図23に示すフレーム1では、上下方向に長い第1支持板11Aのみを設けて広幅部13を梁2側に固定し、第1支持板11Aのテーパ部14の下端と土台3との間に制震部12を連結して補強体10Aを形成している。ここでは最下位置の規制材24Aを、下端が第1制震板15の連結部19の上端に当接する位置で架設し、第2制震板16の連結部19の下端19aを正面側へ折り曲げて、土台3の上面に固定具18,18・・で固定する構造となっている。
【0029】
この補強構造においても、一対の柱4,4の間には、第1制震板15における第1支持板11A側の端部にフレーム1の正面側から接触する規制材24Aが架設されているので、工数を削減して容易に施工可能となると共に、制震部12の面外変形及び回転変形が防止されて必要な制震性も確保することができる。
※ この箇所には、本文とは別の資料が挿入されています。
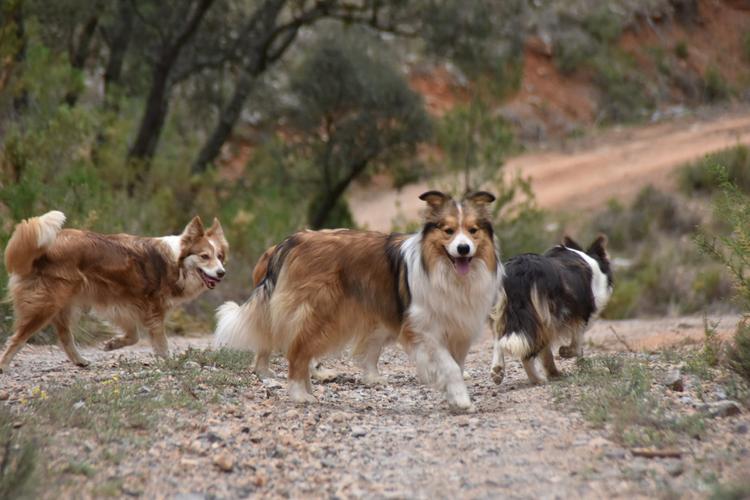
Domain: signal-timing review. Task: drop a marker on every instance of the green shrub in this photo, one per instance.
(18, 460)
(700, 176)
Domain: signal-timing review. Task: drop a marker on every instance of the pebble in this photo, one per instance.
(722, 409)
(673, 380)
(224, 461)
(358, 431)
(675, 468)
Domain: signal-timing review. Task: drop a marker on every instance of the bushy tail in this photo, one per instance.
(244, 327)
(522, 323)
(30, 240)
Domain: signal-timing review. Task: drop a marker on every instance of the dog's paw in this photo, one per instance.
(372, 379)
(498, 374)
(568, 352)
(82, 362)
(113, 344)
(324, 374)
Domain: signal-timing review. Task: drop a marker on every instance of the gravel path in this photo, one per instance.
(396, 440)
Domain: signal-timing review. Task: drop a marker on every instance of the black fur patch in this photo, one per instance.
(400, 273)
(562, 279)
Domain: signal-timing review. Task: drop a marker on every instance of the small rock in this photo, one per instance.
(723, 409)
(272, 383)
(358, 431)
(675, 469)
(224, 461)
(673, 380)
(616, 454)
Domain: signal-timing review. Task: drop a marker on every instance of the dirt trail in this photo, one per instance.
(395, 440)
(616, 163)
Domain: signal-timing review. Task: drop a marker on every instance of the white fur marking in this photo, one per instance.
(48, 226)
(599, 282)
(174, 244)
(515, 344)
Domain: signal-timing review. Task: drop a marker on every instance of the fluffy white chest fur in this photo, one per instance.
(444, 303)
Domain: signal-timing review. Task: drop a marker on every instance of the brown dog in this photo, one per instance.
(129, 280)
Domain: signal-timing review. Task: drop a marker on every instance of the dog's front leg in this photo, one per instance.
(498, 361)
(155, 326)
(436, 366)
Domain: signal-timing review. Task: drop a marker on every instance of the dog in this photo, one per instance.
(130, 281)
(546, 298)
(431, 291)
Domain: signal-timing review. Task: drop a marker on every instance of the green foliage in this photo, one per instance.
(665, 274)
(624, 94)
(18, 459)
(616, 392)
(354, 111)
(475, 142)
(700, 176)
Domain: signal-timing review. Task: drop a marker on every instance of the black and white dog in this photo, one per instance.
(548, 297)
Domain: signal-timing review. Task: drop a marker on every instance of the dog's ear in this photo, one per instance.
(215, 233)
(571, 243)
(480, 198)
(598, 247)
(193, 231)
(435, 199)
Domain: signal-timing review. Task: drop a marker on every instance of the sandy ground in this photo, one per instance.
(396, 440)
(616, 163)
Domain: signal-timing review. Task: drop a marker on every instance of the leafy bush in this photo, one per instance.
(18, 460)
(733, 251)
(700, 176)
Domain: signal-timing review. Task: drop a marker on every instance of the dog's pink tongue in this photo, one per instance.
(462, 266)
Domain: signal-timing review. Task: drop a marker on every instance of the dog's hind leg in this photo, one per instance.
(129, 335)
(548, 361)
(321, 373)
(498, 362)
(27, 324)
(530, 366)
(155, 327)
(575, 349)
(61, 323)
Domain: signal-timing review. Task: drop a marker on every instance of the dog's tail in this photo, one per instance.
(30, 240)
(245, 327)
(522, 321)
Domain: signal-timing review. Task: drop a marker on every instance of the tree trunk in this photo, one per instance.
(319, 217)
(157, 104)
(80, 53)
(229, 116)
(21, 101)
(118, 47)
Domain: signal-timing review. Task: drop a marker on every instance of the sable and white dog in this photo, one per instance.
(548, 297)
(430, 291)
(129, 280)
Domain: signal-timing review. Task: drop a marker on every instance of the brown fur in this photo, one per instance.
(131, 280)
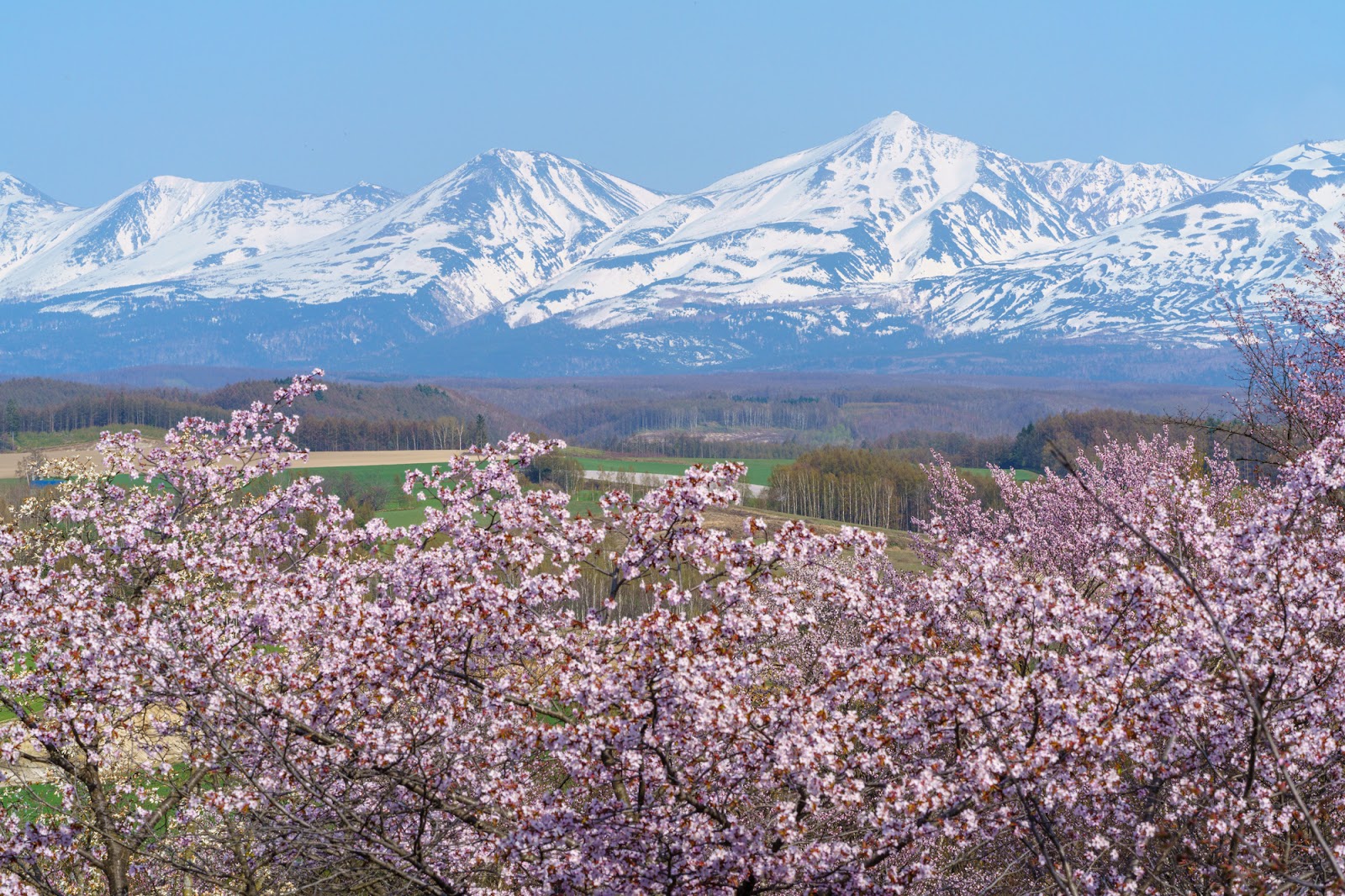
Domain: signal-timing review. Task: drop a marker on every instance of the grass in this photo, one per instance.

よって、木造建築物に対して簡易且つ信頼性の高い制震補強を施すことが可能となる。
【0030】
また、
図24に示すフレーム1では、
図22(A)と同様に天井面L1の下側で柱4,4との間に中間横架材25を、床面L2の上側で柱4,4との間に中間横架材26をそれぞれ水平に架設し、中間横架材25と中間横架材26との間に上下方向に長い第1支持板11Aのみを設けて広幅部13を柱4,4に固定し、第1支持板11Aのテーパ部14の下端と中間横架材26との間に制震部12を連結して補強体10Aを形成している。ここでも最下位置の規制材24Aを、下端が第1制震板15の連結部19の上端に当接する位置で架設し、第2制震板16の連結部19の下端19aを正面側へ折り曲げて、中間横架材26の上面に固定具18,18・・で固定する構造となっている。
【0031】
この補強構造においても、制震部12の面外変形及び回転変形が防止されて必要な制震性も確保することができ、既存の木造建築物に対して簡易且つ信頼性の高い制震補強を施すことが可能となる。
なお、
図23,24の変更例では、上側の第1支持板11Aでなく下側の第2支持板11Bを上下に長く設けて、第2支持板11Bと上側の梁2や中間横架材25との間に制震部12を連結して補強体10Aを形成してもよい。また、
図24の変更例において、柱に固定される支持板側では中間横架材を省略することもできる。
【0032】
そして、上記形態や変更例では、フレームの上下に第1支持板及び/又は第2支持板を配置して補強体を上下方向に組み込んでいるが、フレームの左右の柱の一方に第1支持板を、他方に第2支持板をそれぞれ固定して補強体を左右方向に組み込み、梁と土台との間に、第1制震板の連結部の上下方向の端部に接触する第1規制材と、第2制震板の連結部の上下方向の端部に接触する第2規制材とをそれぞれ上下方向に架設することもできる。補強方法の変更例1~3も同様に採用できる。また、左右の柱の一方側に1つの支持板を固定して当該支持板と他方の柱との間を制震部で連結して規制材を上下に架設してもよい。
【0033】
また、上記形態や各変更例に共通して、規制材は、第1、第2制震板等の第1、第2の制震部材にそれぞれ接触する一対のみとしてもよいし、第1、第2の制震部材に対してそれぞれ接触させる一対に限らず、何れか一方に接触する1つの規制材のみを架設してもよい。補強体の背面側の当接材も、数の増減は勿論、省略することもできる。
第1、第2の支持部材も、上記形態の支持板に限らず正面視形状は変更可能で、さらには両支持部材を板状でなく複数の帯板等からなる枠状とする等、適宜形状変更可能である。
さらに、制震部のダンパーは、粘弾性体に限らず、油圧ダンパー等も採用できる。
【符号の説明】
【0034】
1・・フレーム、2・・梁、3・・土台、4・・柱、5・・壁材、6・・当接材、10,10A・・補強体、11A・・第1支持板、11B・・第2支持板、12・・制震部、13・・広幅部、14・・テーパ部、15・・第1制震板、16・・第2制震板、17・・粘弾性体、18・・固定具、19・・連結部、20・・接着部、22・・補強金具、24・・規制材、24A・・第1規制材、24B・・第2規制材、25、26・・中間横架材、30・・一枚板、34,40・・治具、L1・・天井面、L2・・床面。